Según la presunta víctima, le hicieron llegar una copia de contrato que no llegaron a firmar. Incluso presentó en el juicio los mensajes que les mandaba proponiendo un reconocimiento de deuda que no firmó. También declaró que a la acusada la conoció después de conocer al acusado, que no sabía que era pareja, y que a raíz de eso confió más en ellos. Explicó en la sala que creía que estaban interesados y que ella tenía un bar al que acudía,; que cogió confianza y les dejó las llaves para empezar.

La víctima, al parecer, también reconoció que tenía deudas con la empresa proveedora de bebidas y con la de las máquinas tragaperras. Además, en declaraciones del arrendador del local, éste dijo que declaró sabía que denunciante y acusado estaban de acuerdo en traspasar el local, que se cambió el titular del contrato pero que a él no le comunicaron ningún traspaso.

El acusado cogió el bar pero no había ningún acuerdo

Dice el magistrado en la sentencia que, en contra de lo que se sostiene por la parte denunciante, no ha quedado probado un acuerdo de voluntades entre el mismo y el acusado por el que éste quedara obligado a efectuar pago o contraprestación a favor de aquél.

"Es incontrovertido que no se firmó ningún documento al respecto, sin que pueda conferirse carácter vinculante a un documento o borrador de contrato, al que alude el denunciante, que no fue suscrito, ni al documento de reconocimiento de deuda, que tampoco fue firmado, aunque se aportasen conversaciones de chat entre el denunciante y los acusados", asevera.

Se trata, según el juez, de unas negociaciones que no plasmaron en el perfeccionamiento de ningún negocio; por lo que, "al margen de las expectativas del denunciante, no concurre el elemento de engaño bastante determinante de desplazamiento patrimonial".

Dice además que las deudas que el denunciante tenía con dos empresas, una de bebidas y otra de tragaperras, las debe pagar él ya que la sucesión en el arrendamiento, mediante nuevo contrato entre el propietario y el acusado no constituye un desplazamiento patrimonial.

"El cese en el negocio de bar que ejercía sobre el local y la desvinculación del denunciante del contrato de arrendamiento no conllevan en sí mismos un perjuicio patrimonial, máxime cuanto no consta que el negocio fuera fructífero, ni, por tanto, que tuviera un efectivo valor económico", dice el magistrado en sus conclusiones finales.

La conducta engañosa debe hacerse con ánimo de lucro

En su sentencia de absolución hacia los dos acusados, representados por .los letrados Carmen Sánchez y Luis Ángel Marcen, el juez de la Audiencia Provincial de Zaragoza recuerda que el engaño ha de desencadenar el error del sujeto pasivo de la acción. "Debe darse también un acto de disposición patrimonial del sujeto pasivo, debido precisamente al error, en beneficio del autor de la defraudación o de un tercero, y  ha de ser ejecutada con dolo y ánimo de lucro.

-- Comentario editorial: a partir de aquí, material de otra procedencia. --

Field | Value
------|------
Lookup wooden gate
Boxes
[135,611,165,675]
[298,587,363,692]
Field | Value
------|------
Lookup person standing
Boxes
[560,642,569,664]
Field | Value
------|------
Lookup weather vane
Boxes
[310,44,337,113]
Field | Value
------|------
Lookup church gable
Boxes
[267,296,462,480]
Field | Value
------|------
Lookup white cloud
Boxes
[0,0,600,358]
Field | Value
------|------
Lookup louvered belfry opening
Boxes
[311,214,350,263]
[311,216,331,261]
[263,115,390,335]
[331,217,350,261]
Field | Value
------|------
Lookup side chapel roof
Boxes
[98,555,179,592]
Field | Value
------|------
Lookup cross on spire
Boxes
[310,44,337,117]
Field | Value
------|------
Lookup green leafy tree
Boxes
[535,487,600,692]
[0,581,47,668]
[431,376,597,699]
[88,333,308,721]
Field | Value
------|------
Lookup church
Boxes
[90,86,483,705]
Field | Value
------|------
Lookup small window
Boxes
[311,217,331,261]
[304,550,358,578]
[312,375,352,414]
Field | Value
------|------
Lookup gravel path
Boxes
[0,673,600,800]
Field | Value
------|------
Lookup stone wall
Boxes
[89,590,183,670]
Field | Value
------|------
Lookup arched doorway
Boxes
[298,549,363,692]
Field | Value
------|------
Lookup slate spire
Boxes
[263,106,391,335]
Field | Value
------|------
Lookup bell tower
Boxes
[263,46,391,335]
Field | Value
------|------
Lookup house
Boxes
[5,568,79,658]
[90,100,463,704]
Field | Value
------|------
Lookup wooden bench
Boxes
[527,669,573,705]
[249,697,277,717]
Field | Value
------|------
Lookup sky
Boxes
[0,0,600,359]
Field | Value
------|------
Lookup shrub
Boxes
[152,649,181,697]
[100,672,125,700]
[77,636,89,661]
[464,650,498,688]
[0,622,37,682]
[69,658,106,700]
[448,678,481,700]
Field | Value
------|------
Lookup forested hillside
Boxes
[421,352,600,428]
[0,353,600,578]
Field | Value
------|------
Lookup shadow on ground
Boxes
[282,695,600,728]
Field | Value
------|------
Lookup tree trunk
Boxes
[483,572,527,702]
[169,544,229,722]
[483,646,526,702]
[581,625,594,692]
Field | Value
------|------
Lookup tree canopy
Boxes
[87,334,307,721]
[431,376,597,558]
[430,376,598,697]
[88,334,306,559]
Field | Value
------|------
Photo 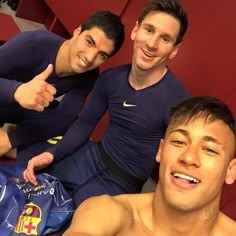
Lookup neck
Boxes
[55,40,73,77]
[129,65,168,90]
[150,187,219,236]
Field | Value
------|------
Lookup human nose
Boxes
[179,146,201,168]
[147,36,159,49]
[86,50,97,64]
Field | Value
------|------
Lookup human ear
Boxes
[131,21,139,40]
[225,158,236,184]
[156,139,164,163]
[169,43,181,59]
[73,25,82,36]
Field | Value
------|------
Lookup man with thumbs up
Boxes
[0,11,124,159]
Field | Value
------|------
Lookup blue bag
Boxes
[0,164,74,236]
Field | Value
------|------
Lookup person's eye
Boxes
[162,36,170,43]
[86,39,93,47]
[144,27,153,33]
[99,53,107,61]
[171,139,185,146]
[203,147,219,155]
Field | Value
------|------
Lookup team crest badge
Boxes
[14,202,42,235]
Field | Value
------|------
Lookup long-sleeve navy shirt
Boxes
[0,30,99,147]
[48,65,190,180]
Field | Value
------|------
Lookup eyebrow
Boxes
[143,23,174,42]
[87,35,111,57]
[169,129,223,146]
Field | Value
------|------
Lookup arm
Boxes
[24,74,108,184]
[63,195,125,236]
[8,86,95,147]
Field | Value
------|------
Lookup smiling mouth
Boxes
[171,172,200,184]
[79,57,91,67]
[142,49,156,58]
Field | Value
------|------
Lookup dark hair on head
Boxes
[81,11,125,56]
[168,96,235,134]
[138,0,188,45]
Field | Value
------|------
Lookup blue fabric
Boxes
[0,30,99,147]
[0,164,74,236]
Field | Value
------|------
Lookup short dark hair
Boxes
[81,11,125,56]
[138,0,188,45]
[168,96,235,134]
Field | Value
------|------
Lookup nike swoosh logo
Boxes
[123,101,137,107]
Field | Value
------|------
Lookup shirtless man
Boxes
[64,97,236,236]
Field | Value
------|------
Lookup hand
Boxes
[23,152,54,186]
[0,128,12,156]
[14,64,56,111]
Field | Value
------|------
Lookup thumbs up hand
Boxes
[14,64,56,111]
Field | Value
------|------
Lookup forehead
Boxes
[80,27,114,54]
[141,11,180,36]
[166,118,235,150]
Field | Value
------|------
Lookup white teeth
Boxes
[173,173,199,184]
[80,58,87,66]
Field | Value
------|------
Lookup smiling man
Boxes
[0,11,124,159]
[64,97,236,236]
[24,0,190,206]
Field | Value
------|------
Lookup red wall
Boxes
[18,0,236,220]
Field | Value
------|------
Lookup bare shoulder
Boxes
[220,213,236,236]
[64,195,135,236]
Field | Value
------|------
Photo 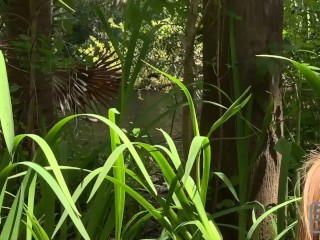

Además, De ella tiene que derivarse un perjuicio para la víctima, "perjuicio que ha de aparecer vinculado causalmente a la acción engañosa y materializarse en el mismo el riesgo ilícito que para el patrimonio de la víctima supone la acción engañosa del sujeto activo".

La acusación particular sostiene que los acusados acordaron con el denunciante el traspaso del negocio de bar y que haciéndole creer una falsa situación de solvencia le engañaron sobre las condiciones del traspaso adjuntando una documentación que no llegaron a firmar y aprovechando dicha confianza para no pagar nunca el precio acordado. Algo a lo que el juez no ha dado validez ni dice que carece del rango penal de estafa.